Tony elime bir öpücük bırakıp Peter'ın odasına adımladı benimle beraber. İçeri girdiğimizde Peter uyuyordu. Tony sakince onun yanına oturup hafifçe saçlarını karıştırdı. Ona ne kadar değer verdiğini gözlerinden görebilirdiniz. Onu gerçekten oğlu gibi görünüyordu ve bunu söylemekten de çekinmiyordu.

Tony sıkıntıyla oturduğu yerden kalktığında onun yüzünü ellerim arasına aldım.
"Hadi sen git. Peter'a bunu yapanları bul. Ben burada kalacağım. May'i de ararım birazdan." Tony uzanıp dudağıma bir öpücük bıraktı.
"Seni seviyorum."
"Bende seni." Kapıya ilerlediğinde tereddütle dönüp Peter'a baktı. Onu yalnız bırakmak istemediğini biliyordum. Ama Peter'a bunu yapanlardan hesap soracağını da biliyordum.

Peter, Tony'nin oğluysa benim de oğlumdu. Bu yüzden onun için ne gerekiyorsa ben de yapacaktım. Tony odadan çıktığında sessizce odadaki koltuğa oturup May'ia aradım ve güçlükle durumu anlattım. Onun için daha zor olduğunu biliyordum.

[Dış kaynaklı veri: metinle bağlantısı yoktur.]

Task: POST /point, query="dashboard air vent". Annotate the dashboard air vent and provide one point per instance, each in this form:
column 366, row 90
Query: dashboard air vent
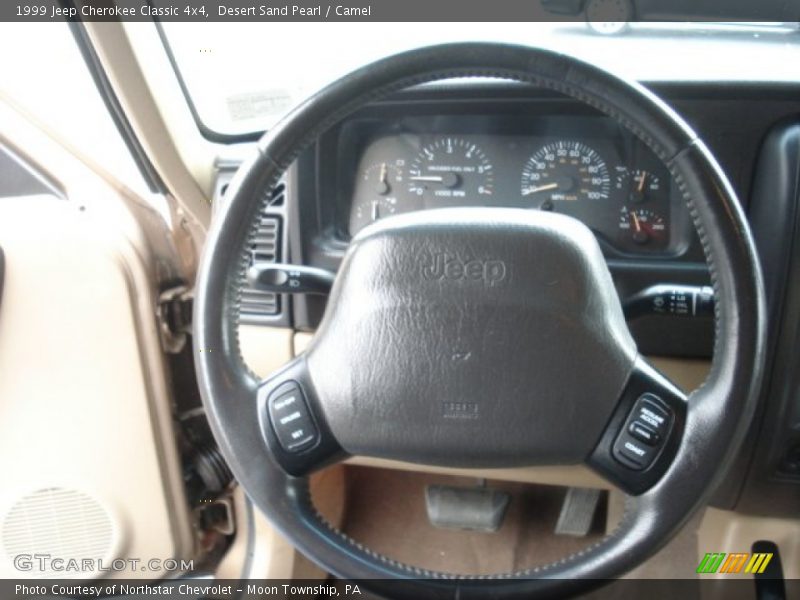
column 264, row 247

"Yemeğimi kendim yiyebilirim bayan Stark." Peter oldukça utanmış görünüyordu.
"Dikişlerin çok yeni Peter. Sadece biraz ye. İlaçlarını içmen gerekiyor. May de burada olacak birazdan." Peter zor zahmet yemeğini yedi. May'in gelmesiyle onları biraz yalnız bıraktım. Bizimkilerin yanına çıktığımda gergin bir hava vardı.
"Son durum ne?" Natasha yanıma gelip kısaca sarıldı.

"Tony ve Steve kimin yaptığını öğrendi-"
"Ve cezasını kesmeye gittiler." Natasha bana kafa salladığında birlikte oturduk. Tony'nin asla acımayacağını, Peter'ın bu durumda oluşunun faturasını feci keseceğinden eminim.
"Siz de apar topar döndünüz. İyi misiniz?"
"Bunun lafı mı olur Nat? Zaten neredeyse iki haftadır tatildeyiz. Birinizin hayatı söz konusu olduğunda hiçbir şeyin önemi yok."

Natasha omzuma başını yasladı.
"Gerçekten bir aile gibi hissettiyorsunuz. Tony herkesin babası gibi. Sende onun arkasındaki güçlü kadın." Güldüm. Gücünü Tony'den alan kadın.
"Aile gibi hissettirmiyoruz Nat. Zaten öyleyiz."
"Birkaç saatliğine ortalıkta yoktum. Hemen karıma yürümeye başlamışsın Romanoff."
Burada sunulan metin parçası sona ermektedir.